The enduring popularity of Bloodsport is, I think, inevitably intertwined with the arcade fighting game boom of the 1990s. The original Street Fighter, released in 1987, shares a lot of DNA with Bloodsport even if there’s no direct line to be drawn between the two. Capcom has cited Bruce Lee’s Enter the Dragon and Game of Death as influential in developing the game’s characters and story. When Van Damme’s Frank Dux makes friends with fellow American competitor Jackson, played by Donald Gibb, it’s over a few matches in 1984 arcade fighter Karate Champ, another point of reference for Street Fighter’s development team. It’s even the case that Street Fighter’s protagonists Ryu and Ken are often referred to as using Shotokan karate, the same style in which Van Damme originally trained.
It was Street Fighter II, which took arcades by storm in 1991, that really broke through culturally, and this second installment was even closer in spirit to Bloodsport. For fans of the film, here was an arcade game that felt as though you could play through the film’s scenario. It was as though you could point to any of Bloodsport’s fighters and participate in the kumite as that character! For fans of the arcade game, with big- and small-screen adaptations still years away, Bloodsport was the closest thing there was to a Street Fighter movie. When production of 1994’s live-action Street Fighter feature did get under way, it’s no surprise that Capcom reportedly requested Van Damme be cast as Guile; like Frank Dux in Bloodsport, Guile is an American military officer who leaves his home nation to participate in a secretive fighting tournament.
I think Bloodsport is quite unlike most action, and even martial arts, cinema because the draw of its action is primarily about the individual bouts, the oddball matchups of different fighting styles. Bloodsport, with absolutely no sense of irony, threw a bunch of different fighters into a fantasy martial arts tournament because it felt cool.
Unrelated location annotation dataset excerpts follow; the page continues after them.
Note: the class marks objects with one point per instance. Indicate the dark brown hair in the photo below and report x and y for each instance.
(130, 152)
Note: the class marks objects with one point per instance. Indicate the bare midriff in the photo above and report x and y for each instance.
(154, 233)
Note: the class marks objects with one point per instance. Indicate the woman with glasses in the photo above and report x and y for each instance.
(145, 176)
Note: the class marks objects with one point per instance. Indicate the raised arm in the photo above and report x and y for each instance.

The film is a cultural artifact of a time before Mixed Martial Arts spoiled that fantasy in the real world; Polygon’s Patrick Gill has a great video that discusses how this continues to affect fighting games. Where other action films are focused on spectacle, on stunts, or on mind-blowing choreography, watching Bloodsport is really about watching a live-action fighting game. It’s the simple pleasure of Bolo Yeung beating up an aikido practitioner, of Jean-Claude Van Damme going kick-for-kick with an actual muay thai champion, of seeing a really big guy fight a really small guy.
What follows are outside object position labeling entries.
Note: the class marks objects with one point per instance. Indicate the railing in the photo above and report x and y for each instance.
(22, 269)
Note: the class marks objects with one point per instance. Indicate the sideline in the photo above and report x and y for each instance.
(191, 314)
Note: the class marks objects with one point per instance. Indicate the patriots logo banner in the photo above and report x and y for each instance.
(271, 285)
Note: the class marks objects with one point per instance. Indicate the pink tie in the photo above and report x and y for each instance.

Bloodsport is unique in the pantheon of action films because it is pure wish-fulfillment and very little else, released at a time when films could get away with being this self-serious (though just barely). It’s not a good movie by critical standards, it’s not even that good of an action movie; just consider it in comparison to any other film on this list. What it does have in common with the rest of the list is that it is a heck of a good time. Movies don’t have to be good to be worth watching and, if you need proof, Bloodsport is irrefutable.